So I’m a bit of a numismatist, or, as my wife likes to put it, I pay money for money. My focus is mostly foreign coins, mainly because they’re varied and interesting, and I feel they put me in touch with the wider world, with places I’d like to visit but will probably never see. One of my favorite pieces I’ve collected is a mint set of coins for the tiny island nation of Tuvalu. Only five thousand were minted but the population is so small there are more sets in the hands of collectors than there are coins in circulation. In spite of that it’s not a particularly expensive set, which is also part of the appeal of foreign coins—they’re cheap. At flea markets if you find a coin dealer they’ll usually have a box of loose foreign coins priced at four or five for a dollar. Sometimes I’ll pull out a British pound or even a Euro and, being honest, I’ll mention that the coin is worth more than what they’re charging.
“Take a few more,” they’ll say, pushing the box toward me.
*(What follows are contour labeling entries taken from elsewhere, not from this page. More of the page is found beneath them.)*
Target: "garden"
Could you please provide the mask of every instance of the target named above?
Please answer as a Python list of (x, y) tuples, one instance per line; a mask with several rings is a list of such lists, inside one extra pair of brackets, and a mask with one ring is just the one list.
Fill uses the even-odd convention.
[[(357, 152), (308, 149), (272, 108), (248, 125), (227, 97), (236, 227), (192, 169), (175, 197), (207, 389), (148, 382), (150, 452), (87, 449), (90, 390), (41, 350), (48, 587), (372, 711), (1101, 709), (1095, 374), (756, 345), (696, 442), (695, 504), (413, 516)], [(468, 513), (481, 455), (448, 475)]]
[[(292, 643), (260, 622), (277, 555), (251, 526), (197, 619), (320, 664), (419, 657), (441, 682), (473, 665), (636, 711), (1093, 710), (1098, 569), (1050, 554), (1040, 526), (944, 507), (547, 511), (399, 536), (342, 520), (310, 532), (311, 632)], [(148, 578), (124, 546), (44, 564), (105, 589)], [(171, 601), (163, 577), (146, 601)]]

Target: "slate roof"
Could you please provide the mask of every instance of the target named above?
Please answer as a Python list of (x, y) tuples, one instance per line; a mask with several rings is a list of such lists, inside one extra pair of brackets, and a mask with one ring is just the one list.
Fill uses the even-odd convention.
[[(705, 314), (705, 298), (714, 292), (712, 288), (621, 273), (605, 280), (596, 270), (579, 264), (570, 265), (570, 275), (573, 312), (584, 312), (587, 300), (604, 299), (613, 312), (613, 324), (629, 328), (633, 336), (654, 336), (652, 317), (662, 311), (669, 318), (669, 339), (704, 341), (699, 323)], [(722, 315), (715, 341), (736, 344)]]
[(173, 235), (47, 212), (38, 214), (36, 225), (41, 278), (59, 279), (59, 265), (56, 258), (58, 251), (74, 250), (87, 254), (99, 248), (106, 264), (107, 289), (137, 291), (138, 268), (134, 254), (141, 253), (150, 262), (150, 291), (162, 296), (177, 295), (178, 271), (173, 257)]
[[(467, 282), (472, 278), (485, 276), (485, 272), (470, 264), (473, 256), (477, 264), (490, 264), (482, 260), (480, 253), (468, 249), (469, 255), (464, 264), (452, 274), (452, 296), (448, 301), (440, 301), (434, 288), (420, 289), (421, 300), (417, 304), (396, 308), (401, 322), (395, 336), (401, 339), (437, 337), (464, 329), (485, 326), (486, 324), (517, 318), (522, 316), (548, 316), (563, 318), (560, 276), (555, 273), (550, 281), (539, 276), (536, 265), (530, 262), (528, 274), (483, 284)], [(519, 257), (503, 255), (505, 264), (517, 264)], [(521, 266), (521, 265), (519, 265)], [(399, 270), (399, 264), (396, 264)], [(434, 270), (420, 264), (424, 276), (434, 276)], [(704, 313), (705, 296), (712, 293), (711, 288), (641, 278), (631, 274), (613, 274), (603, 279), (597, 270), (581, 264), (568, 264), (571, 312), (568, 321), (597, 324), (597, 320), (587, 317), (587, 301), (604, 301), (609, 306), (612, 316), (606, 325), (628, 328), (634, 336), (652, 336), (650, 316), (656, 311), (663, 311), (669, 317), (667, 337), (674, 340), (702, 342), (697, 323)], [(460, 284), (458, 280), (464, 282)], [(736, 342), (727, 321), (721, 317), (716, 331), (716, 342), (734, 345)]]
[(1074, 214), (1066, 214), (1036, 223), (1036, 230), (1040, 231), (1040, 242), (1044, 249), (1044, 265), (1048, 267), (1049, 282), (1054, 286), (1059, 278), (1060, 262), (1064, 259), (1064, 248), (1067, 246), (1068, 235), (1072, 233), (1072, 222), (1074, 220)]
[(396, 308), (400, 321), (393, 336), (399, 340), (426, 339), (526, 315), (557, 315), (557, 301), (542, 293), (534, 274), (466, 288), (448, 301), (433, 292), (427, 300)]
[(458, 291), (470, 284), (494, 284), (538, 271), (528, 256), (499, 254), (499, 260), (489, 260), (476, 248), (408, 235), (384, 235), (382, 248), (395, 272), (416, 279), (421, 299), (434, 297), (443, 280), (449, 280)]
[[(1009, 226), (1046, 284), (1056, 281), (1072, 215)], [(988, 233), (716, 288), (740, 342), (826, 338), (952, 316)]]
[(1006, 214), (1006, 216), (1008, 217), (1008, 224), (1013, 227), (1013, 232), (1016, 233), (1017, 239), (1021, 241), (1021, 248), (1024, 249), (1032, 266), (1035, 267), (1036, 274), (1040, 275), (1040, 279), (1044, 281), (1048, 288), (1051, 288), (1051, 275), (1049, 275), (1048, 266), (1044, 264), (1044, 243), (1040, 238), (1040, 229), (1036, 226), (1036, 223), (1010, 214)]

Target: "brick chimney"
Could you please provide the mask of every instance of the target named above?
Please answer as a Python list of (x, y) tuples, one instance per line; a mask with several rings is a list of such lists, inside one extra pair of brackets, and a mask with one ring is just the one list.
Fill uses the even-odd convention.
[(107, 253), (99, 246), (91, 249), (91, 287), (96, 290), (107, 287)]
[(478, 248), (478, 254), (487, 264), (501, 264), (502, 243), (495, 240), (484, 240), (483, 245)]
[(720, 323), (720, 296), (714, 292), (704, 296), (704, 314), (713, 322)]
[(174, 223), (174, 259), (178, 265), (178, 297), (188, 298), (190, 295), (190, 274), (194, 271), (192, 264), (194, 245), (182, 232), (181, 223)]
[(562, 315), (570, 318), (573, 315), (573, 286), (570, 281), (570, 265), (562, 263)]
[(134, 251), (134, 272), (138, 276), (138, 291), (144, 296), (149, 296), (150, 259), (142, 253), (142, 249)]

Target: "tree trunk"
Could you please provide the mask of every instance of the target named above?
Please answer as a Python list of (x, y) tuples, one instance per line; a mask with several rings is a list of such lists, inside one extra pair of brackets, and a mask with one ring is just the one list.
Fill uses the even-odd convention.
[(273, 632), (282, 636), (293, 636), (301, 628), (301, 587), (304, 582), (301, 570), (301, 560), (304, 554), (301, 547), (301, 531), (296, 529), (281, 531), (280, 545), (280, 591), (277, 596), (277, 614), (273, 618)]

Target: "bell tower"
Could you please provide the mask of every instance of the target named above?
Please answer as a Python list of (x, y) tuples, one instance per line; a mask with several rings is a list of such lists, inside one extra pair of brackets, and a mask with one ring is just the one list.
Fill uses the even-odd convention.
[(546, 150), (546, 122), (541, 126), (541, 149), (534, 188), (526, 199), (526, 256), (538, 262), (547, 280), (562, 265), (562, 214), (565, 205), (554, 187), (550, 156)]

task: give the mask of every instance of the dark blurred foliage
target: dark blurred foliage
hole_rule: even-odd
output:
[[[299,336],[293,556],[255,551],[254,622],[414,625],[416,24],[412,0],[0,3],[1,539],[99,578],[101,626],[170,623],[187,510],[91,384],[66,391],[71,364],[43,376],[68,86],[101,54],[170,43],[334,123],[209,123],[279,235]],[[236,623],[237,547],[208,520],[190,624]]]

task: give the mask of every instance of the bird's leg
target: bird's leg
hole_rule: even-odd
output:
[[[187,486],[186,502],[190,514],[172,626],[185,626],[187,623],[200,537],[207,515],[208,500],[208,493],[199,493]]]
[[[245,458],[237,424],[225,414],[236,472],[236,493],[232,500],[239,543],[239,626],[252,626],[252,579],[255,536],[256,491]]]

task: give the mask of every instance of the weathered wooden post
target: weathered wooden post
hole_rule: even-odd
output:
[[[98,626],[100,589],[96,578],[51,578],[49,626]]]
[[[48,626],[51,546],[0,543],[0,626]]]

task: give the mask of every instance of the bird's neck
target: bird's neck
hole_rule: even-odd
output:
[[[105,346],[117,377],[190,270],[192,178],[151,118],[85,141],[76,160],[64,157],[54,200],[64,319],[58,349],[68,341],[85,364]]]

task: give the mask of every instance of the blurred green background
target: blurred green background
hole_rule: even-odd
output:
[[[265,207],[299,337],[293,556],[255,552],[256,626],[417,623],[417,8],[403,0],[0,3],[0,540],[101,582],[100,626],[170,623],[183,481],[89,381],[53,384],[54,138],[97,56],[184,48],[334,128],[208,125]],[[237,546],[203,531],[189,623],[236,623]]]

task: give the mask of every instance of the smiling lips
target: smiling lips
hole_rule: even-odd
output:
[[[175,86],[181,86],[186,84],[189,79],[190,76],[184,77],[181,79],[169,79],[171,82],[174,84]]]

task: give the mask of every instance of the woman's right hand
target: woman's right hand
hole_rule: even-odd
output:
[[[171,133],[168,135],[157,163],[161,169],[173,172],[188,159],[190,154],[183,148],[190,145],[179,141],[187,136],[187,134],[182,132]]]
Like a lot of people I cringed when I read a recent story about a guy who stole a collection of rare coins, estimated to be worth at least $33,000, and dumped it into a Coin Star machine. The article says he got “just enough store credit to buy a couple of 12-packs of beer”, and I assume they mean cheap beer and not some fancy microbrewed stuff, a case of which could easily go for $33,000.
Here’s the part that most people probably won’t think about but that really makes the numismatic me cringe: even if those coins are recovered their value has been significantly diminished. When it comes to coin collecting quality matters. Scratches, nicks, abrasions, and even simple wear affect the quality of coins. A friend’s aunt found some gold coins in her attic and took them to a coin dealer. For some reason she was holding them in her hand and rubbing them together when she asked the dealer, “How much are these worth?”
“About five hundred dollars less than they were worth before you did that,” he replied.
Something else I thought about, though, is that I understand the joy of collecting, and I feel bad for the guy who lost the coins—many coins are also historic artifacts, in addition to being tokens of exchange—but if I had the money to invest in a large and expensive collection of rare coins I’d probably spend it on something else instead. You can’t take it with you, as the 1938 Oscar-winning Frank Capra film taught us, although I do a pretty good Lionel Barrymore impression, especially after a few thousand-dollar beers, but that’s another story. If I had the money I’d probably spend it on travel, on creating memories that no one could ever take.